What’s all that mean? It means that Osborne’s narrative is nonsense. Sales had flattened from 2015 to 2019, but they weren’t declining. And it is striking that in 2021 and 2022, the years of increased wokeness, sales couldn’t break $7 billion.
She goes on to speculate that maybe the brand has become dowdy and vulnerable to competition. Could be, but she doesn’t provide any support for her musings. Finally, she assures us that there’s no way the American public will ever disassociate the Victoria’s Secret brand from hot models. Her evidence?

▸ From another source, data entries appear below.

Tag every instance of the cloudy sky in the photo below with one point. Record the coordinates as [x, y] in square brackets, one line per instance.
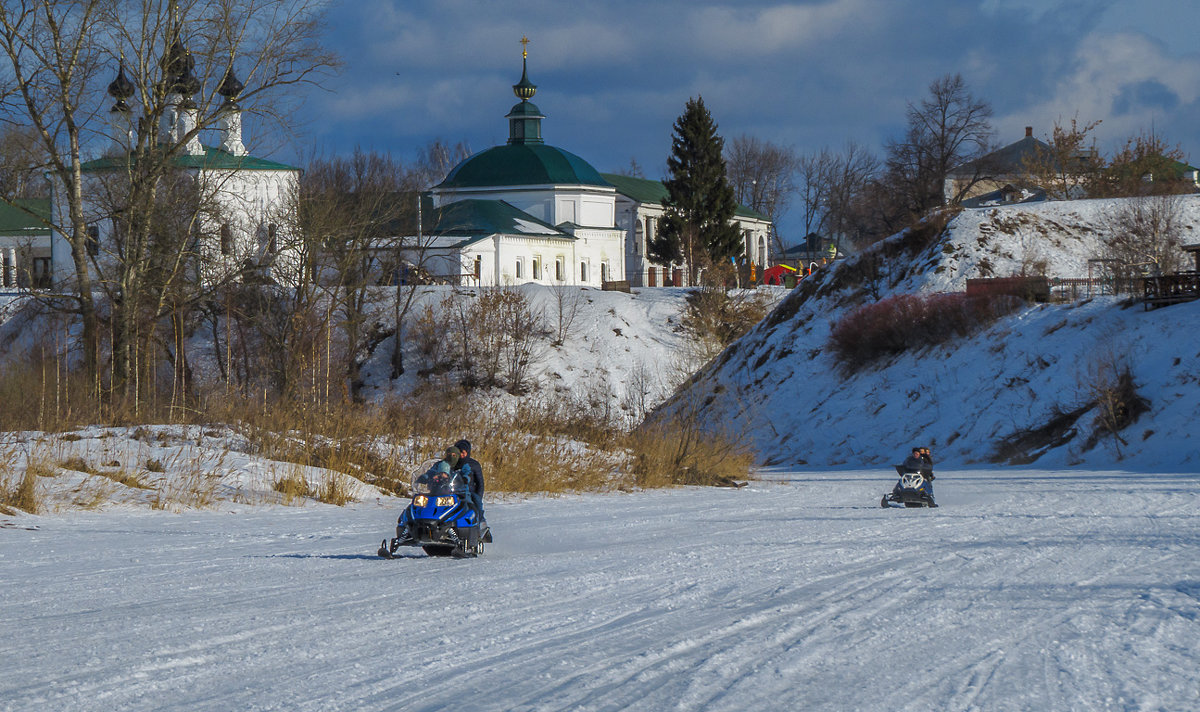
[613, 76]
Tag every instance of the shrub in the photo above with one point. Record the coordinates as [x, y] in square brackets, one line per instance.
[293, 485]
[678, 449]
[907, 322]
[18, 491]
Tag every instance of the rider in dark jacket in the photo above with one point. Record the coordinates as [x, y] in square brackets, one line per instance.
[475, 476]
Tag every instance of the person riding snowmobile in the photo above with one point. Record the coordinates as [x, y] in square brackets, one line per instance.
[438, 477]
[474, 476]
[923, 462]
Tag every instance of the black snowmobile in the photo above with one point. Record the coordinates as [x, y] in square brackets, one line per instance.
[912, 490]
[439, 519]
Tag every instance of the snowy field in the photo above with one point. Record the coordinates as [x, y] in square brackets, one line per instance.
[1026, 590]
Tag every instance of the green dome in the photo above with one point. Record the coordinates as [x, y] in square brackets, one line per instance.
[523, 165]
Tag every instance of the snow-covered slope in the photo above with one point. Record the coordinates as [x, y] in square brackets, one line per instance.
[1025, 591]
[781, 387]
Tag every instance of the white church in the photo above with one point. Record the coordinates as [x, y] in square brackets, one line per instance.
[244, 227]
[527, 211]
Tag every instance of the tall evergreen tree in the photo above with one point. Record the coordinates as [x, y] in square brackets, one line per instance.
[696, 228]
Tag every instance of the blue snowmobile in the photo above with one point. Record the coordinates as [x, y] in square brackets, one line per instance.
[912, 490]
[439, 519]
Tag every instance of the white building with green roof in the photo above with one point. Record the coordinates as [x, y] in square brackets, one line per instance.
[527, 211]
[246, 201]
[640, 207]
[523, 211]
[25, 239]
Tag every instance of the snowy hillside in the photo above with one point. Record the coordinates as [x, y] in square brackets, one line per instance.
[781, 387]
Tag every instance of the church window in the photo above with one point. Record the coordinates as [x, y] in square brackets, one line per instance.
[93, 240]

This is best illustrated by the fact that despite the company’s ongoing attempts at rebranding for several years now, one of the top viral TikTok songs of 2022 and a Billboard Top 100 song titled “Victoria’s Secret,” by the singer/songwriter Jax, is constantly played on pop stations as an anthem against “body shaming” and takes direct aim at the company.
Yup, her best piece of evidence is a popular song. I can assure Ms. Osborne that I personally have successfully disassociated the VS brand from hot models. Just as with the Sports Illustrated swimsuit issue, it wasn’t difficult.
It’s possible that the company’s pivot to woke hasn’t been responsible for the disastrous decline in sales, but it’s absolutely certain that it hasn’t increased sales.